I used to be a dancer

I used to be a dancer. It’s the one regret in life I truly have. The one thing I left behind and wish I hadn’t. I’m not sure where I left it. Which is a lie of course, I know exactly where I discarded this great love of mine. Because while I may have been a painter first, I was a dancer second, and my how did I fly. 


I had never felt so free, as when I was dancing. Have not truly seen that height ever since. It is something I allowed to be stollen from me, something that lost its joy when comparison and skill driven spite entered the picture. I’d blame other people, for their boisterous opinions and cruel stares, but I know myself stronger than that. If only I had been stronger then, maybe I would not have quit. 


It is the last thing I quit, the last thing I gave away that felt like the sawing off of a limb. I’m not sure I ever came back from the loss. The loss I willing rot upon myself. The one regret I truly carry. 

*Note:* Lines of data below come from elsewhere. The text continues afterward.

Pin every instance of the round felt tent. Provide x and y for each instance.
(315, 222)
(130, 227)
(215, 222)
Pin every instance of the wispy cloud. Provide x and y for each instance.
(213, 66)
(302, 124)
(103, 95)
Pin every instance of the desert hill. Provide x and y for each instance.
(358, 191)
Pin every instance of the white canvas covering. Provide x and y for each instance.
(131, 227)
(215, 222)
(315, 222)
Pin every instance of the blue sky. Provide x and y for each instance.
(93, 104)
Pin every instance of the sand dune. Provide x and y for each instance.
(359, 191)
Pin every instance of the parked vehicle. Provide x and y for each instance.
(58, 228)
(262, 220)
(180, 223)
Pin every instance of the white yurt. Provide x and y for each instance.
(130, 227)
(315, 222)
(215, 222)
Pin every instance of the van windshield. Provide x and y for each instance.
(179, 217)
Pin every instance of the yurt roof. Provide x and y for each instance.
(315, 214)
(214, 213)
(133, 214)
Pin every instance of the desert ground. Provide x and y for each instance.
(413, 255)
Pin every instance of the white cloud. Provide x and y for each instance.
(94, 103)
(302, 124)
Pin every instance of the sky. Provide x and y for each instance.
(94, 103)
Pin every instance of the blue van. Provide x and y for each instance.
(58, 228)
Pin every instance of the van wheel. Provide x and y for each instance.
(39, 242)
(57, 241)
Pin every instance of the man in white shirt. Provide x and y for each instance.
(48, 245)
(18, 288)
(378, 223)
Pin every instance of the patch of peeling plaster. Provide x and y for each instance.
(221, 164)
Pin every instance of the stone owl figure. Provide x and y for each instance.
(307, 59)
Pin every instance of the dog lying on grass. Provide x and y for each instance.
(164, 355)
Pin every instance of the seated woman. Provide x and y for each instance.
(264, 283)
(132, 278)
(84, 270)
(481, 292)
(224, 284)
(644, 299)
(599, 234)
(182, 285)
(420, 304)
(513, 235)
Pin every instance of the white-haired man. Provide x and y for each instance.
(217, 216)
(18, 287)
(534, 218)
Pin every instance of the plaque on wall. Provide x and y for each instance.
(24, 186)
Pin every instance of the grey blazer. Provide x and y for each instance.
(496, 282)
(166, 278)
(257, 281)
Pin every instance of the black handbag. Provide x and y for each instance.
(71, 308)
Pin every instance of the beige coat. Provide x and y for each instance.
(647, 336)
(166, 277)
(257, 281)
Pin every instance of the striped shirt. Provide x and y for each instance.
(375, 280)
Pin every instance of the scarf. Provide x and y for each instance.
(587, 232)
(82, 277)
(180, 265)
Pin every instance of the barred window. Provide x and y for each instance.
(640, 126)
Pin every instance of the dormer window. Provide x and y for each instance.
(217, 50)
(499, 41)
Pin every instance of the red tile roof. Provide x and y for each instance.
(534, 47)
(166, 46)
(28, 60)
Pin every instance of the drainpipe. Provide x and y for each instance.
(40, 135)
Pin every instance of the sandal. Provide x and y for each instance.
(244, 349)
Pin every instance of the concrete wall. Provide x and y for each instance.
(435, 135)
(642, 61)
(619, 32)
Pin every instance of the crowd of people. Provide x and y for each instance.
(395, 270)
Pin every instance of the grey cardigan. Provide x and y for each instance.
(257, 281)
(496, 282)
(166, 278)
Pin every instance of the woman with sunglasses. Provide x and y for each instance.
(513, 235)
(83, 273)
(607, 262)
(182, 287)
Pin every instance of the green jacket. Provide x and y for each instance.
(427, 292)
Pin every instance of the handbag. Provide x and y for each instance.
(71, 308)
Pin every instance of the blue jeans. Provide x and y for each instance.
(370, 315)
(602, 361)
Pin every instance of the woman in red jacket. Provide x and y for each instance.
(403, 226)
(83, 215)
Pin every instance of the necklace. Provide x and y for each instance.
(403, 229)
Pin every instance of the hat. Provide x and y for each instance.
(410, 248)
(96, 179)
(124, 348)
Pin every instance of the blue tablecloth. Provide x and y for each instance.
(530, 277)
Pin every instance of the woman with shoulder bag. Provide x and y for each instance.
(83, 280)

I used to be a dancer, and if ever there was a sadder statement, I’ve yet to hear it uttered from my own lips. I used to


The great joy of my childhood days. The beauty that followed me across state lines and into another country. And I left it there. There is little that pains me more. It is a phantom pain of my soul, a wound yet to be closed, still weeping even ten years on. And it has been a decade, hadn’t realized till someone asked this week, if I had ever been a dancer. Asked how I did it, and now sat how where I did, replied, “I once was a fearless child, and now am an adult with much fear.” I was joking, but really I was telling the truth. Even if it wasn’t the full of it. 


Because when the dancing was for none but myself, it was beauty and grace, and joy and peace. It was a light of my life, and then others became apart of the equation, and I never recovered. I didn’t dance because I had dreams, or believed it would take me anywhere other than to my own heart. I danced because while I dragged my feet across that floor, and leap and twirled, I was free. It was as simple and as deep as the ocean itself. I was free, and it was all I needed. All I gave away. 


The largest dream I ever dreamt was that one day I might teach others to dance. And then I quit. I abandoned my own love, left it starving out in the cold, burnt the very bridge. I don’t know why I did it. Which is another lie, I simply can not fathom the reason anymore, it’s not good enough. But I can not blame my younger self for being weaker than me, after all she is how I got here.


I used to be a dancer, and I like to think, to hope, this story is not yet in its final chapter. That perhaps one day, a day I can not yet imagine, I’ll dance again. Perhaps it will be something large, and perhaps it will be something tiny, still I hope. If only to be true to my five year old self, I’ll dance again, when the time is right, and perhaps the sky is full of stars.